近年、労働者派遣法は「働く人の権利守護」を軸に、より厳格な運用が求められるようになっています。「うっかり違反」が企業のレピュテーション(評判)低下につながる時代。今回は、現場で特にお問い合わせの多い「同一労働同一賃金」と「離職後1年以内の禁止事項」を中心に、2026年現在の実務ポイントを整理します。

同一労働同一賃金:その「差」には理由がありますか?
「同一労働同一賃金」の目的は、正社員と派遣スタッフの間の不合理な待遇格差をなくすことです。派遣先企業として特に注意すべきは、「福利厚生」と「教育訓練」の提供です。
- 施設利用の平等: 食堂、休憩室、更衣室などは、派遣スタッフも正社員と同様に利用できるよう配慮が必要です。
- 教育訓練の実施: 業務遂行に必要な教育(安全衛生教育やシステム操作研修など)については、正社員と同一の業務を行うのであれば、同等の実施義務があります。
- 【2026年最新の注意点】: 通勤手当の基準(一般賃金)が引き上げられています。派遣会社から料金改定の相談があった際は、法遵守の観点から適切な協議が求められます。
2. 離職後1年以内の派遣受入禁止:意外な落とし穴
「退職した優秀な元社員を、今度は派遣スタッフとして呼び戻したい」——実はこれ、原則として禁止されています(派遣法第40条の9)。
ここがチェックポイント!
- 対象となる範囲: 正社員だけでなく、契約社員やアルバイト・パートも含まれます。たった1日の勤務でも「直接雇用」の実績があれば対象です。
- 事業者単位での判断: 「別の部署だから大丈夫」は通用しません。
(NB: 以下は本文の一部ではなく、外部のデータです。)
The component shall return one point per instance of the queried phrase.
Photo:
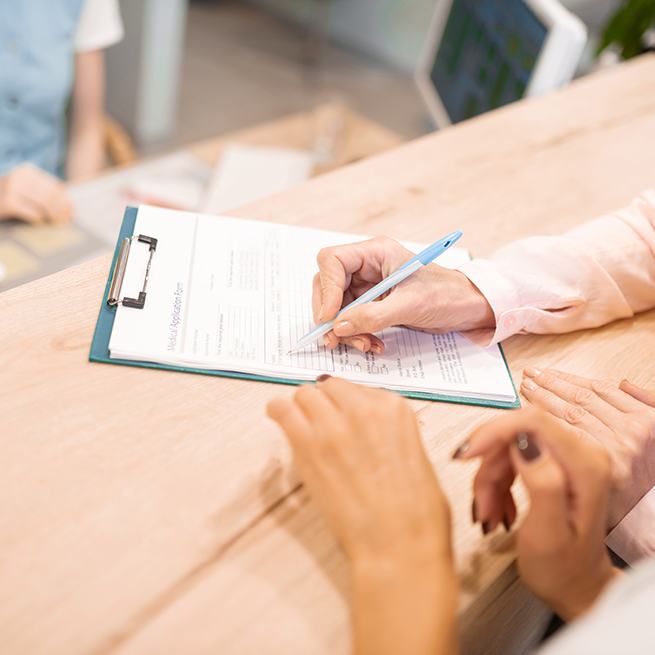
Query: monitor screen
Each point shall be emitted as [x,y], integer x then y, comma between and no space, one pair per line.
[486,56]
会社(法人)単位で判断されるため、A支店を辞めた人をB営業所で派遣として受け入れることもNGです。
- 唯一の例外: 60歳以上の定年退職者については、このルールの例外として離職後1年以内でも派遣受入が認められています。
3. 実務で「違反」を未然に防ぐ3つのアクション
現場の混乱を防ぐために、担当者が明日からできる対策です。
- 受入時の履歴確認を徹底: 派遣会社からスタッフの提案があった際、過去に自社で直接雇用(短期アルバイト含む)した実績がないか、人事データと照合するフローを構築しましょう。
- 派遣会社との連携強化: 2026年春の省令改正では、スタッフへの「待遇説明」がより強化されています。派遣先での評価基準や業務内容を、派遣会社と正しく共有することがリスク回避に直結します。
- 定期的な「職場環境」の点検: 休憩室の利用制限など、現場レベルで「正社員限定」のルールが残っていないか、定期的な見直しを行いましょう。
まとめ:コンプライアンスは「攻め」の採用戦略
法令遵守はリスク回避のためだけではありません。「ルールが守られている職場」という安心感は、優秀な派遣スタッフが集まり、定着するための大きな武器になります。